Every sector is being pounded by the peso’s volatility, especially the tourism sector. Although, foreign nationals visiting Colombia will find that week in Cartagena more of a “bargain” than ever, it’s the locals who on long weekends, and as Holy Week approaches, must decide on where to spend their hard-earned incomes.

If last year, a round trip ticket to Miami set you back $400 USD ($800,000 COP), that same fare at an exchange rate of 2,650 now costs $1,060.000. A two hundred peso increase may not seem significant when planning that overseas excursion, but if you are a family of four, with many other unaccounted for expenses, then one may have to think twice. “With the state of peso we are going to be locked into our cities,” states Jhon Hernandez, a cabbie in Bogotá, who takes home every month an average “middle class” income of two million pesos. “Even Santa Marta is becoming a luxury destination.”

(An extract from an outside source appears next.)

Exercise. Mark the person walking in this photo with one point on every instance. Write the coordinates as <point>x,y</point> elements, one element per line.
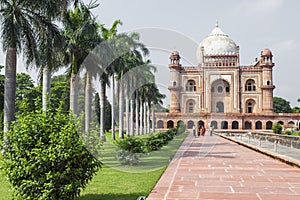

While it may be trite to blame the peso’s devaluation for the holiday habits of Colombians, the issue runs deeper, especially with banks, who may be forced to cut back on credit as debt and default increases. One of Colombia’s leading banks, Bancolombia, predicts that in 2015, their credit portfolio (cartera) will increase 10 percent. And if bankers are worried about their liquidity, so too, is Colombia’s Central Bank. Having maintained its key lending rate at 4.5 percent during the last six months, the Banco de la Repúbica may push for an increase in the second quarter. A slight increase in interest rates, could squeeze even more the expenditures of many households, and lead to slow down in the construction sector. Many predict that Bogotá’s inflated real estate prices are part of an economic “bubble” waiting to burst.

The peso’s woes is indelibly linked to the low price of oil. And the expected revenue from oil is hardly encouraging, especially for a country which has grown used to growing at 4.6 percent. The government expects to receive in 2015, 9.5 trillion COP or $3.5 billion USD in oil revenue and a 60 perent decline from the 24,5 trillion COP in 2013.

According to a statements by Finance Minister Mauricio Cardenas, the drop in crude prices will continue to hit the oil industry’s royalty payments which fund social benefit programs and infrastructure. According to a report by Reuters, the government has “trimmed” 6 trillion pesos (2.5 billion USD), from this year’s budget “in a bid to scale back nonessential spending.”

While the peso doesn’t look as crumpled as the Russian Ruble, Colombia’s economy will continue to be impacted in the months ahead by its dependency on natural resources and the Saudi’s oil “end game” in which the winner must “take all.” Even, as it now appears, some of the world’s most promising currencies.